The Operations Center operates 24 hours a day, seven days a week as a statewide command center for any critical situation. The center is quipped with state-of-the-art technology. The command center also supports parole agents and other law enforcement agencies by providing a wide variety of inmate data, such as addresses, offender tracking system (OTS), juvenile tracking system (JTS), LEADS, inquires and criminal history. The center also provides support through the automated management system, which involves the issuing and cancellation of warrants. The Operations Center has increased the safety and security of parole agents, and offenders, as well as that of the general public through the tracking of offender transports and extraditions.
Special Operations Team
The Special Operations Team (SORT) is a statewide unit that responds to the operational needs of the department during routine or critical incidents. SORT ensures the safety and security of inmates, staff and the public by enforcing the IDOC policy of zero tolerance for drugs, contraband and violence within its facilities. In order to maintain the safety and security of all areas within IDOC, all or part of the following specialized teams are used, all of which comprise the SORT.

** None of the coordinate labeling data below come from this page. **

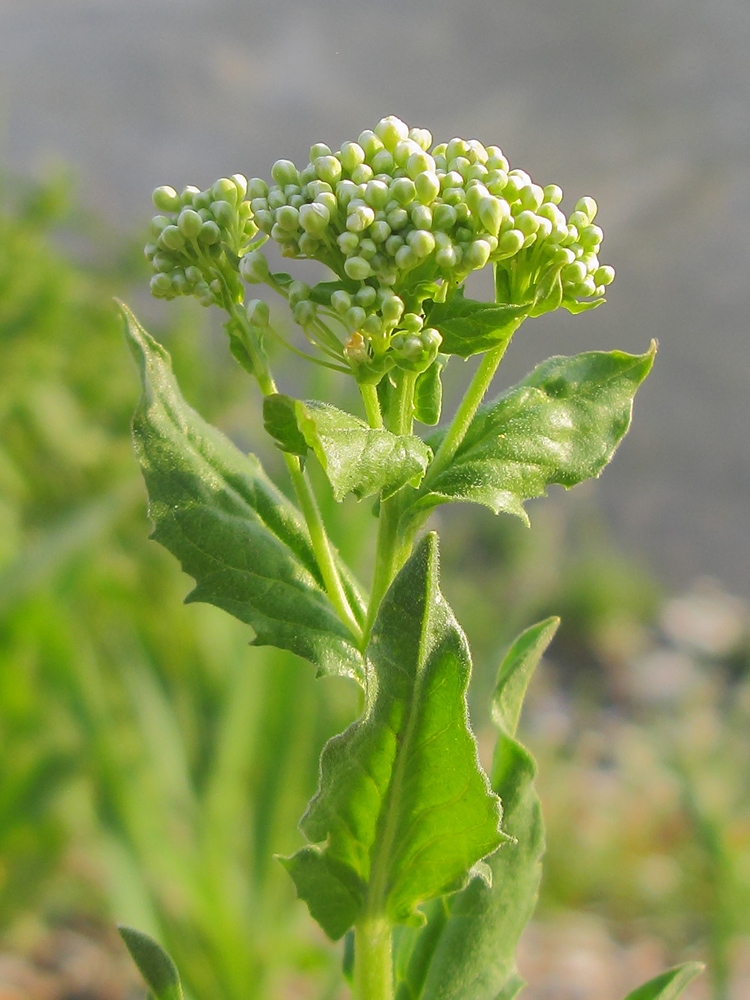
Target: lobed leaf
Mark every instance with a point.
(469, 327)
(242, 541)
(356, 458)
(403, 810)
(561, 424)
(154, 964)
(468, 947)
(669, 984)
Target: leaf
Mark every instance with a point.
(561, 424)
(241, 540)
(472, 943)
(669, 984)
(428, 392)
(154, 964)
(469, 327)
(356, 458)
(403, 810)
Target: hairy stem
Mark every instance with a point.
(373, 959)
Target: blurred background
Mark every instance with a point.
(151, 763)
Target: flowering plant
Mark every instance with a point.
(427, 865)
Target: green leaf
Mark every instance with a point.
(469, 327)
(669, 984)
(154, 964)
(468, 949)
(561, 424)
(356, 458)
(241, 540)
(403, 810)
(428, 392)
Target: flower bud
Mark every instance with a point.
(171, 238)
(258, 313)
(166, 199)
(427, 186)
(351, 155)
(357, 268)
(284, 172)
(254, 267)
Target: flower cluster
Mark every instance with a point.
(197, 240)
(398, 221)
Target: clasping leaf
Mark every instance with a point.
(403, 810)
(242, 541)
(561, 424)
(356, 458)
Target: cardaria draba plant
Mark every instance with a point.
(427, 865)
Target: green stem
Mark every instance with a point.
(372, 405)
(392, 548)
(373, 959)
(466, 411)
(321, 545)
(304, 493)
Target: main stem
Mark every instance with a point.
(373, 959)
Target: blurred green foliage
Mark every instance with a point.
(153, 764)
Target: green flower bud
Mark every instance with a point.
(392, 309)
(359, 218)
(422, 242)
(189, 223)
(313, 218)
(287, 218)
(380, 231)
(357, 268)
(171, 239)
(376, 194)
(391, 131)
(257, 188)
(382, 162)
(166, 199)
(362, 174)
(527, 223)
(422, 137)
(351, 155)
(224, 213)
(427, 186)
(491, 213)
(254, 267)
(589, 208)
(355, 317)
(225, 190)
(604, 275)
(258, 313)
(328, 169)
(284, 172)
(418, 163)
(370, 143)
(421, 216)
(590, 237)
(160, 286)
(341, 300)
(476, 255)
(510, 243)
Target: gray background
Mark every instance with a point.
(641, 103)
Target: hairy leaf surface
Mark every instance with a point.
(241, 540)
(469, 327)
(403, 810)
(356, 458)
(561, 424)
(468, 947)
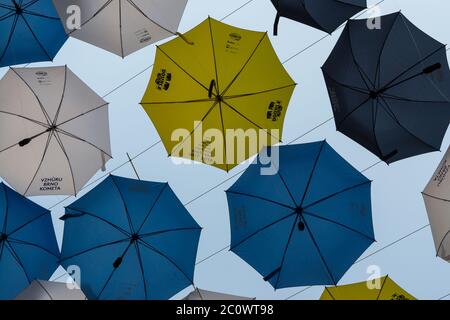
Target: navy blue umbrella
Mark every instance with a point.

NEMAT or the department's Statewide Hostage Negotiation Team is under the umbrella of SORT so that all emergency response teams could work and train together and have consistency and structured leadership. Negotiators from all areas including Programs, Security, Juvenile, Adult, Parole, and Women and Family Services were added to the team to promote continuity.
The Canine Unit is used during reportable and unusual situations. Duties performed include the detection of drugs and weapons, tracking and recovery and building and area searches are conducted to ensure the security and safety of the public during escapes, hostage situations, riot conditions and to assist with the operational needs of the department during routine and critical incidents.
A facility Tactical Unit is maintained at all IDOC adult institutions. The Tactical Units are not considered a full-time responsibility. Tactical team members are responsible for fulfilling obligations of their full-time positions when not serving in an emergency situation. Tactical Units train monthly on marching and formations, use of force, chemical agents, dealing with riots and disturbances, forced cell moves and other specialized training.
The Tactical Response Team/Special Weapons Team is readily available for immediate activation and substantial mobilization to respond to the operational needs of the department during routine or critical incidents. During these reportable and unusual situations, the Statewide Tactical Response Team/Special Weapons Team is used to provide high-level transport, hostage rescue, fugitive apprehension and riot control, thereby helping to ensure the safety and security of the public during escapes, hostage situations, riot conditions and high-level transfers.
The Sniper/Observer Unit is deployed to maintain the security and safety within the facilities as necessary. The Sniper/Observer Unit responsibilities include observation skills, intelligence gathering, intricate and meticulous attention to detail and expert marksmanship skills as required in a hostage rescue situation.